AS THE POLICE Commission nears its decision on whether to reappoint Chief William J. Bratton to a second five-year term, commissioners have before them a record of accomplishment, including falling crime, improving community relations, increasing diversity and strong leadership. They also have -- or at least they should have -- some concerns and questions.
The May 1 MacArthur Park incident may well have been an aberration, as Bratton has insisted, and it might have had little effect on his reappointment had it not occurred in the middle of that process. But the timing provides commissioners with an opportunity to assess the chief's record in its entirety -- with the cautionary notes raised by command failings in the park as well as due regard for his many achievements over the last five years.
The commission has until July 27 to act. Though it may vote sooner than that, reappointing Bratton without knowing why the command-and-control system failed last month would signal a lack of interest, at best, in the opinion of the City Council, which has scheduled a follow-up hearing. At worst, it would risk minimizing the public's well-founded concern over the incident. Selecting, overseeing and supervising the chief are the most important functions the commission performs. This is thus a test not just of Bratton but of the commission itself.
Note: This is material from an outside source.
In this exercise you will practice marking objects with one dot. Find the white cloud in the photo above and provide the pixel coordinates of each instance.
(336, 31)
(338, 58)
The reappointment process is relatively new in L.A. It began with a 1992 ballot measure correcting flaws in the old system, which guaranteed the chief's independence from political meddling but left the LAPD with insufficient oversight. A chief remained in place as long as he wanted to, a fact underscored by then-Chief Daryl F. Gates' resistance to calls that he step down around the time of the Rodney King beating and its aftermath.
So is the new system more political? Unquestionably -- and that is not inherently a bad thing. It reflects a belief that the city's top elected official, the mayor, should have significant, if indirect, discretion over who leads the Los Angeles Police Department. Chiefs are appointed to a five-year term and, with the commission's consent, can serve one, and only one, additional term. They report to the commission, but that five-member panel reports to the mayor. Neither of Bratton's two predecessors, Willie L. Williams and Bernard C. Parks, won a second term, and it mattered little whether the commissioners were justified in their decision. The mayor wanted the chiefs out, the commissioners wanted them out, so they were out.